After graduating, Dr. Crumpler briefly practiced in Boston before moving to Richmond, Virginia at the end of the Civil War. She joined other black medical professionals to care for recently freed slaves, who had no access to adequate health care in the postwar South.

Dr. Crumpler partnered with the Freedmen’s Bureau and a variety of social service organizations to deliver care to those who needed it. Her time in Richmond, Dr. Crumpler wrote, was “a proper field for real missionary work, and one that would present ample opportunities to become acquainted with the diseases of women and children.” She quickly earned an excellent reputation for her strong work ethic and commitment to her patients.

She married a colleague and returned to Boston in 1869. She opened a practice that specialized in women and children’s health, focusing on educating women about proper nutrition and preventive medicine. By 1880, she moved to Hyde Park, Mass., and began working on a book. Throughout her career, Dr. Crumpler kept meticulous journals and used the notes about her experiences as the basis for the manuscript.

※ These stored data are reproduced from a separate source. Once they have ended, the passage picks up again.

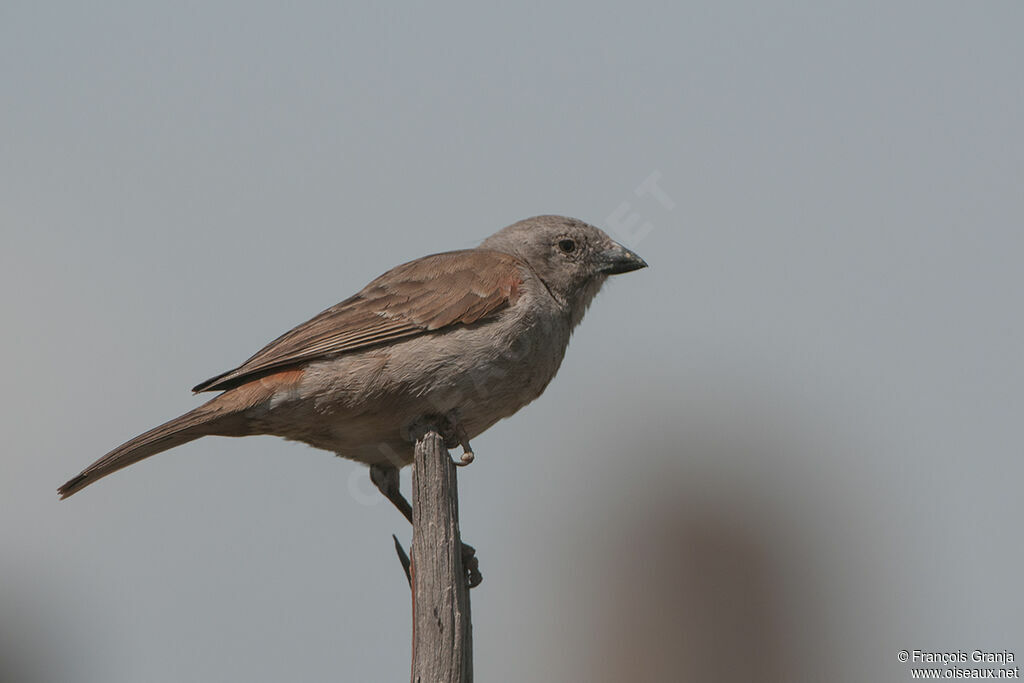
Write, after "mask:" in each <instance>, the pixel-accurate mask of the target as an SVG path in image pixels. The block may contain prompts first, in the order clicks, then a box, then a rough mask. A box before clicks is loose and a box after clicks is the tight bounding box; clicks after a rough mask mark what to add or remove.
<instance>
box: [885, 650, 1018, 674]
mask: <svg viewBox="0 0 1024 683" xmlns="http://www.w3.org/2000/svg"><path fill="white" fill-rule="evenodd" d="M896 658H897V659H899V660H900V661H902V663H903V664H907V665H910V678H911V679H922V680H947V679H1019V678H1020V677H1021V670H1020V667H1019V666H1017V665H1016V664H1015V663H1016V660H1017V657H1016V655H1015V654H1014V653H1013V652H1012V651H1010V650H986V649H976V650H970V651H968V650H952V651H948V650H947V651H943V652H937V651H933V650H919V649H908V650H900V651H899V652H897V653H896Z"/></svg>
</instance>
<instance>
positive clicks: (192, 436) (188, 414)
mask: <svg viewBox="0 0 1024 683" xmlns="http://www.w3.org/2000/svg"><path fill="white" fill-rule="evenodd" d="M214 401H216V399H214V400H213V401H210V402H209V403H206V404H204V405H200V407H199V408H197V409H196V410H194V411H189V412H188V413H185V414H184V415H182V416H180V417H177V418H174V419H173V420H171V421H170V422H165V423H164V424H162V425H160V426H159V427H155V428H153V429H151V430H150V431H147V432H145V433H144V434H139V435H138V436H136V437H135V438H133V439H131V440H130V441H126V442H125V443H122V444H121V445H119V446H118V447H116V449H114V450H113V451H111V452H110V453H109V454H106V455H105V456H103V457H102V458H100V459H99V460H97V461H96V462H94V463H93V464H91V465H89V466H88V467H86V468H85V469H84V470H82V472H81V474H79V475H78V476H76V477H73V478H72V479H70V480H69V481H68V482H67V483H66V484H65V485H62V486H60V487H59V488H57V494H59V495H60V498H61V499H65V498H68V497H69V496H73V495H74V494H76V493H78V492H80V490H82V489H83V488H85V487H86V486H88V485H89V484H90V483H92V482H94V481H98V480H99V479H101V478H103V477H104V476H106V475H108V474H111V473H113V472H116V471H118V470H120V469H121V468H123V467H128V466H129V465H132V464H134V463H137V462H138V461H140V460H142V459H143V458H148V457H150V456H155V455H157V454H158V453H163V452H164V451H167V450H168V449H173V447H174V446H176V445H181V444H182V443H187V442H188V441H193V440H196V439H198V438H200V437H201V436H206V435H208V434H214V433H217V432H216V431H215V430H214V428H213V427H214V423H215V422H217V421H218V418H220V417H222V414H221V413H220V412H219V411H217V410H216V409H215V408H213V407H212V405H211V403H214ZM211 409H213V410H211Z"/></svg>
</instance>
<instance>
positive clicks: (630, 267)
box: [597, 242, 647, 275]
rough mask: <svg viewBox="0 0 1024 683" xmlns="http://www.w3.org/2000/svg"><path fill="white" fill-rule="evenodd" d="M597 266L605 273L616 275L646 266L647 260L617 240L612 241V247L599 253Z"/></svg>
mask: <svg viewBox="0 0 1024 683" xmlns="http://www.w3.org/2000/svg"><path fill="white" fill-rule="evenodd" d="M597 267H598V270H600V271H601V272H603V273H605V274H609V275H614V274H617V273H620V272H630V271H631V270H639V269H640V268H646V267H647V261H645V260H643V259H642V258H640V257H639V256H637V255H636V254H634V253H633V252H631V251H630V250H629V249H627V248H626V247H624V246H622V245H621V244H618V243H617V242H612V243H611V246H610V247H608V248H607V249H605V250H604V251H602V252H600V253H599V254H597Z"/></svg>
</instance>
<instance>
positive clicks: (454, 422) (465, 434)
mask: <svg viewBox="0 0 1024 683" xmlns="http://www.w3.org/2000/svg"><path fill="white" fill-rule="evenodd" d="M441 436H442V437H443V438H444V445H445V447H449V449H454V447H455V446H457V445H461V446H462V457H461V458H460V459H459V460H457V461H456V460H453V463H454V464H455V465H456V467H465V466H466V465H469V464H470V463H471V462H473V461H474V460H475V459H476V455H474V454H473V446H471V445H470V444H469V435H468V434H467V433H466V429H465V428H464V427H463V426H462V423H461V422H460V421H459V418H457V417H456V416H455V415H454V414H450V415H449V416H446V417H445V418H444V422H443V423H442V424H441Z"/></svg>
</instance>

Her work, entitled “A Book of Medical Discourses in Two Parts,” was published in 1883. Dr. Crumpler wrote it as a guide for women who could use it to improve the health of their families. This work is known to be one of the first medical publications written by a black American doctor and one of the first texts on public health ever published.

Dr. Crumpler died on March 9, 1895. As a way of honoring her legacy, today the Association of Black Women Physicians offers a scholarship in her name to aspiring black medical students.